Parallelization and multithreading were topics that kept coming up at JavaPolis — largely for the pragmatic reason that, as James Gosling pointed out, while Moore’s Law is still going strong, chipmakers seem to be running out of ways to turn more transistors into higher clock rates, and instead are using those transistors to pack on more cores. Most any desktop or laptop you buy this year is going to be dual-core, and servers are looking at four to eight. Of course, you can get pretty good value out of two cores just by websurfing in the foreground and compiling in the background, but a quick back of the envelope, double-every-eighteen-months calculation gets you hundred-core consumer machines by 2017. What then?

A hundred cores might sound silly; but I expect the idea of a PS3 with eight specialized cores running at 3.2 GHz would have sounded silly when the first 33-Mhz PlayStation shipped, too. Say it’s only fifty, though. Say it’s twenty. Say it’s ten. Most developers wouldn’t have a clue how to use ten cores efficiently, let alone a hundred. As a Swing developer, I generally feel pretty pleased with myself if I can keep track of more than just “the event dispatch thread” and “everything else.” We’re all going to have to get a lot better at multithreading if we want to make good use of next year’s hardware.

Gosling was pretty pessimistic. He called massive concurrency

The scariest problem out there… Thirty years of people doing PhD theses on parallel programming, and mostly what they’ve done is hit their heads against brick walls.

Well, there’s brick walls and brick walls.

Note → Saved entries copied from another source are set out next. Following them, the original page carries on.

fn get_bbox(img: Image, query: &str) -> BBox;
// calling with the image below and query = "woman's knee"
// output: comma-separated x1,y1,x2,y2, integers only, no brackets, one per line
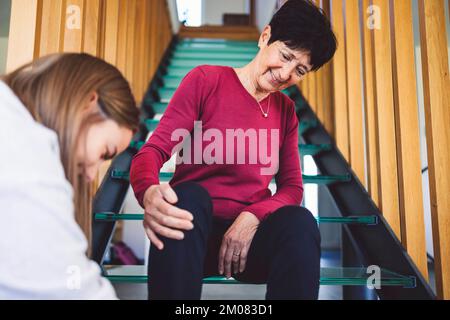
273,206,317,228
270,206,321,244
173,181,211,203
172,181,213,222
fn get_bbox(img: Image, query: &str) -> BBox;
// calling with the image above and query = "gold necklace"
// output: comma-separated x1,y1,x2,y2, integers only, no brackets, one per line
236,68,271,118
257,95,270,118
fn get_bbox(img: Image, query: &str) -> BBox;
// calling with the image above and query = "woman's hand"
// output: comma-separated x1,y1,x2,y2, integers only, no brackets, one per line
142,183,194,250
218,211,260,278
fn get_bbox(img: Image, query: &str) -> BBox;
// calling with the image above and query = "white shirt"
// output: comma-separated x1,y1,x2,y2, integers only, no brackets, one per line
0,81,117,299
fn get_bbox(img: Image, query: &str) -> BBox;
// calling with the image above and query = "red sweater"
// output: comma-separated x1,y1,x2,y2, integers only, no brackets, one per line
130,65,303,221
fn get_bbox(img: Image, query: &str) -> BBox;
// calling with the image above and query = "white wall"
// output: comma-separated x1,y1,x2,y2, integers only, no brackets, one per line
0,38,8,75
255,0,277,32
202,0,249,25
0,0,11,75
174,0,277,30
167,0,181,34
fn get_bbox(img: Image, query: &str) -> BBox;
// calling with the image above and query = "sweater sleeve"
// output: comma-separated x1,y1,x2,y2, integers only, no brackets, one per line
242,101,303,221
130,67,206,207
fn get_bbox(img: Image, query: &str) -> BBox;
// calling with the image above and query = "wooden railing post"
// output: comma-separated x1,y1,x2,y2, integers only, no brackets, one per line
372,0,401,238
390,0,428,281
361,0,380,206
418,0,450,300
330,0,349,161
345,0,366,187
321,0,334,139
103,0,120,65
39,0,64,56
6,0,42,72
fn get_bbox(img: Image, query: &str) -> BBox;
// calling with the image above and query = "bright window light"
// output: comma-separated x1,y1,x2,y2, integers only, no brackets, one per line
176,0,202,27
303,155,318,218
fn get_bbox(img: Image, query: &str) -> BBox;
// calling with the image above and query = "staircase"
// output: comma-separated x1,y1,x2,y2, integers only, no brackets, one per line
91,37,436,300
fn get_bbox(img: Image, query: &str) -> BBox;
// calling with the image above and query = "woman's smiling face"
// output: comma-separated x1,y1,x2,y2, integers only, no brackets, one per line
254,25,313,93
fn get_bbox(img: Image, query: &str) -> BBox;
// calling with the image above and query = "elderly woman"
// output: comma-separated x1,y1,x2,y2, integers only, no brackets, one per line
130,0,336,300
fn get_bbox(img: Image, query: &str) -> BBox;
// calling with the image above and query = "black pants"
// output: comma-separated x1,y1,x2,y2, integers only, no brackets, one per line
148,181,321,300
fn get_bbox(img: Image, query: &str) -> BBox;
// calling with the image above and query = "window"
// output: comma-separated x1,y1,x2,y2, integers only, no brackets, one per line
176,0,202,27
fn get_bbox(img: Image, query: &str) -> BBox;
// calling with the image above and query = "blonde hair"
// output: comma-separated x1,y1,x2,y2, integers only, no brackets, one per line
2,53,139,251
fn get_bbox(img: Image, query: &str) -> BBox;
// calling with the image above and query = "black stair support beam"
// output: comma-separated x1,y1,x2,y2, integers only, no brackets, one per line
92,149,135,264
92,35,179,265
297,92,435,300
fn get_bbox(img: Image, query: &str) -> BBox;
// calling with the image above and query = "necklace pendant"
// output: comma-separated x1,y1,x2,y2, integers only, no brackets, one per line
257,95,270,118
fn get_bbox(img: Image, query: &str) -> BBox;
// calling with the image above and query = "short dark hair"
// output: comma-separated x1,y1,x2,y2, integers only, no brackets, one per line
268,0,337,71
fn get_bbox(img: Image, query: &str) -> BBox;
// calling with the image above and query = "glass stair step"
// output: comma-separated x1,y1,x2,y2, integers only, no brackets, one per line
156,83,299,98
299,119,318,135
176,45,257,52
159,82,296,92
144,119,160,132
111,170,351,185
161,78,182,89
177,43,257,50
145,119,320,137
147,88,306,111
180,39,258,46
131,138,331,158
142,100,168,113
166,69,269,89
146,101,168,114
299,144,332,156
169,59,251,68
110,170,130,180
129,140,145,151
165,66,193,78
303,174,351,184
173,52,256,60
157,85,293,100
168,65,265,79
101,265,415,287
175,46,259,54
147,100,305,115
95,212,378,225
110,170,172,181
156,88,175,102
178,42,257,48
281,87,298,96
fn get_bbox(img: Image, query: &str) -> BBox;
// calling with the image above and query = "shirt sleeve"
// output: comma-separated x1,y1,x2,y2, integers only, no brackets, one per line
242,101,303,221
130,66,207,207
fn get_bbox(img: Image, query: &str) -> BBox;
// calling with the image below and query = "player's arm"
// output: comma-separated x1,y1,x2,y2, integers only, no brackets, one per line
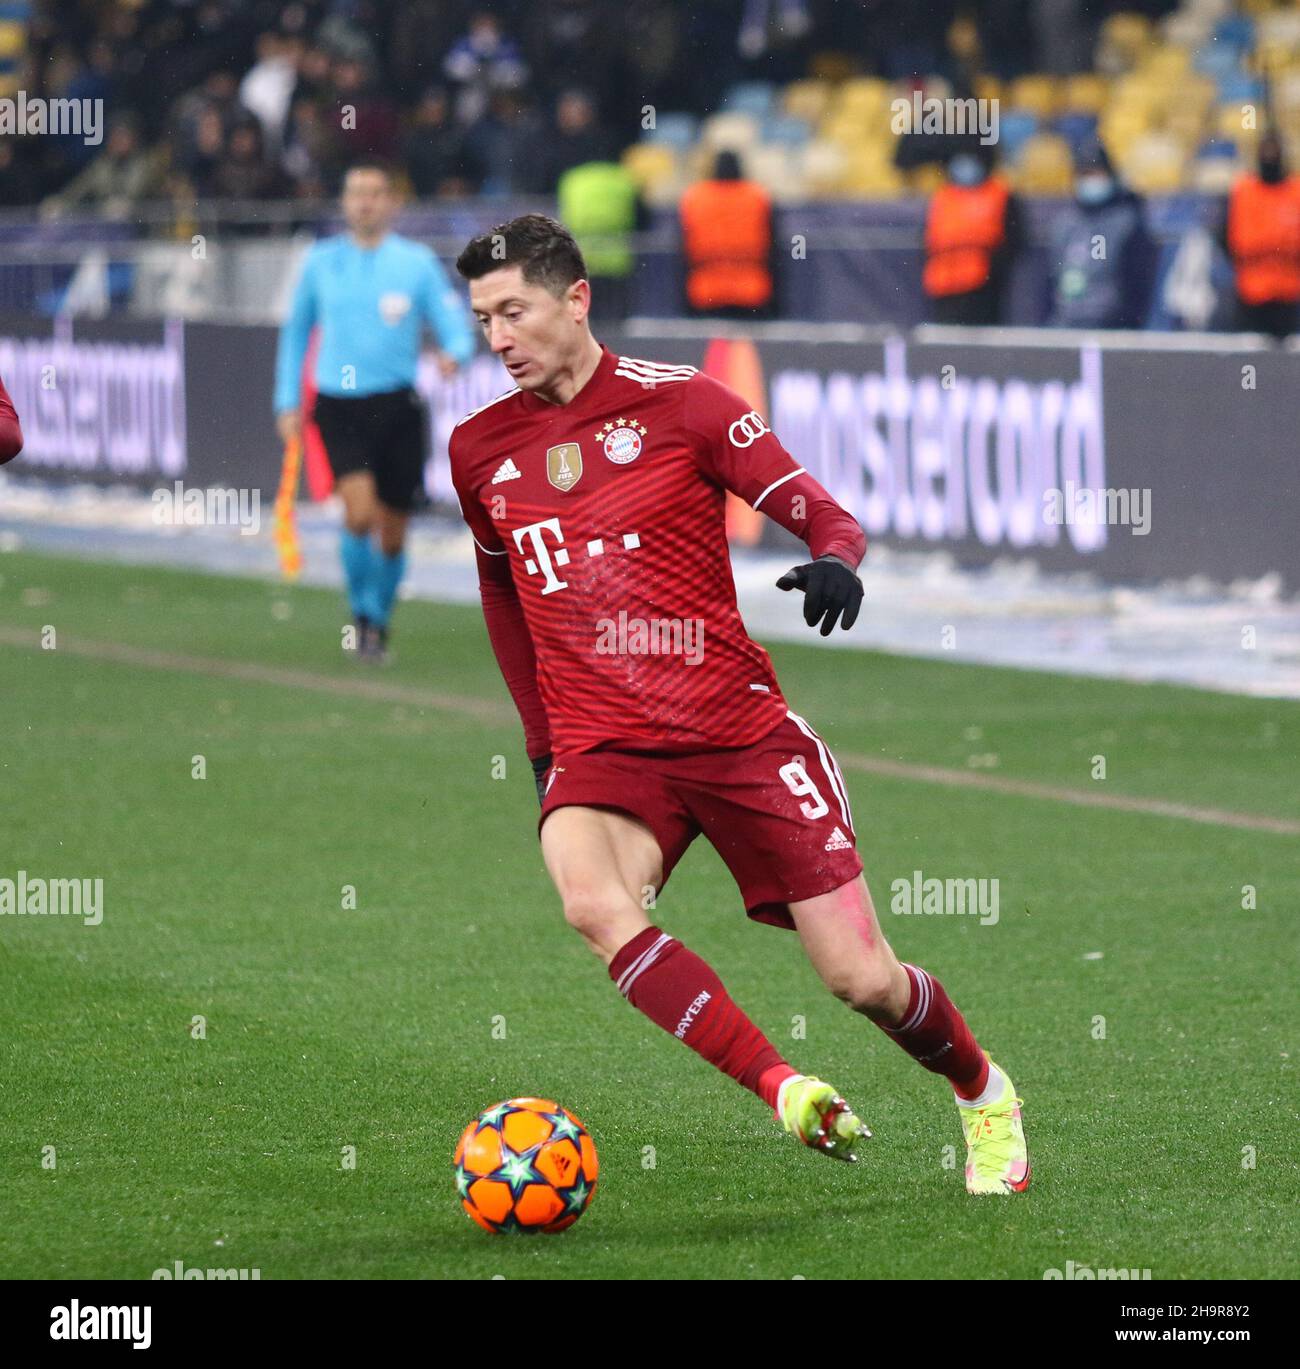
422,250,476,376
684,373,866,635
272,248,319,441
450,434,552,796
0,372,23,464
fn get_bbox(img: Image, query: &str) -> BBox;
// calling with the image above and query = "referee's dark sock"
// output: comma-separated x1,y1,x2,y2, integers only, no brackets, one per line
340,528,378,624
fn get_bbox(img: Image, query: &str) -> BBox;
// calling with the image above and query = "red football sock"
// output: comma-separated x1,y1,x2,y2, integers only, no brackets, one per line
609,927,792,1107
881,963,989,1098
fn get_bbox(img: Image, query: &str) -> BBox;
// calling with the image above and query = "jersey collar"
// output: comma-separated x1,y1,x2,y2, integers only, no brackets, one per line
515,342,617,415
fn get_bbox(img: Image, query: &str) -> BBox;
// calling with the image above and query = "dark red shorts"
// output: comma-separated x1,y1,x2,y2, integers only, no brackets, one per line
538,711,862,929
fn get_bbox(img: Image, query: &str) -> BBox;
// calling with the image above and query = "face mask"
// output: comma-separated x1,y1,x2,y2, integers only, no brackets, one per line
948,155,984,187
1260,156,1285,184
1076,174,1114,206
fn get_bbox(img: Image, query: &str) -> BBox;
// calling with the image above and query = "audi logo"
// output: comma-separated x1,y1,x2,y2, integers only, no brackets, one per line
727,411,771,448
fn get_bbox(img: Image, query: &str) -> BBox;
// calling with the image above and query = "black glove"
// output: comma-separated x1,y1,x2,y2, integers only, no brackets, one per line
530,753,553,805
776,555,864,636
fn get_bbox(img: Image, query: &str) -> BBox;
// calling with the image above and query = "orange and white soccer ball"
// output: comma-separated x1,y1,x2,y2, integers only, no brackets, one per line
454,1097,598,1234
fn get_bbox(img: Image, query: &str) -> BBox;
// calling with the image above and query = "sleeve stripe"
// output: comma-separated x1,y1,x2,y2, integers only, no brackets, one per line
472,535,508,556
752,466,805,511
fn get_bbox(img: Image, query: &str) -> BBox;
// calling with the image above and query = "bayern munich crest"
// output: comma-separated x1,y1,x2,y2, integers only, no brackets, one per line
597,419,647,465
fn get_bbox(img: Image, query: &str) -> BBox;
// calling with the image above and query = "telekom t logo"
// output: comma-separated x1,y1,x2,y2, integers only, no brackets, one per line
513,516,643,594
513,518,570,594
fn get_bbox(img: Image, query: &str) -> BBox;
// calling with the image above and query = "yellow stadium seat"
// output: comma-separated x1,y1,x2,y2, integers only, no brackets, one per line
783,79,833,125
1063,74,1109,114
1119,131,1187,192
620,144,679,205
1008,75,1060,119
1014,134,1074,194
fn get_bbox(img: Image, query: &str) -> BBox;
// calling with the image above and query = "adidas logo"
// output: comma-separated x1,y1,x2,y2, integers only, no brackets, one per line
824,826,852,852
491,458,521,484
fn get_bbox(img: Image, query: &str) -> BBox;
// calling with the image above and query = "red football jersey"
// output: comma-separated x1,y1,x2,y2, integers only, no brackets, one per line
450,345,863,756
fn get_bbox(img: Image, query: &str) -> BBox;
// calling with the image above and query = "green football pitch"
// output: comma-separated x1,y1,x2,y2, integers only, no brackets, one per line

Luckily (I know I was complaining about not having a PhD from Carnegie Mellon earlier, but for purposes of this discussion, we’ll say “luckily”) I’m not doing a PhD thesis, so I can hope for other, harder heads to knock these particular walls down for me. And, as it happens — now we get to the point of this post, if you made it this far — harder heads than mine are working on it:

Doug “concurrency” Lea’s Fork/join framework:
A lightweight system for parallelizing tasks that can easily be divided into smaller subtasks. (PDF here, javadoc here. The code’s available as part of Lea’s util.concurrent package, though you’ll probably want to grab just the source for those classes since a lot of the rest of the package — Closures and whatnot — is now superseded by standard libraries.) This came up a lot in JavaPolis, mostly in the context of the closures argument, what sort of language features would make this kind of framework easier to use, whether we should all just be programming in Scala, and so on. It should be standard in Java 7.
Haller and Odersky’s Actors model (PDF):
A single abstraction that “unifies threads and events”. (Apparently this was popularized by Erlang.) If I get this right, actors are worker objects that encapsulate a thread, and can receive and react to arbitrary messages either synchronously (event-style) or asynchronously (thread-style). I haven’t dug too far into this paper. Haller’s got an actors tutorial that may be more accessible. Of course, it’s all in Scala, and the fact that it’s not that easy (perhaps not even possible?) to do in straight Java is one of the motivations behind BGGA closures. There’s also a long Wikipedia article on the general concept.

I keep stretching for some sort of pun involving threads, Lobachevsky’s parallel postulate, and Tom Lehrer’s well-known assertion that Lobachevsky was the greatest mathematician “who ever got chalk on his coat.” (MP3 here.) Lucky for you I’m not reaching it.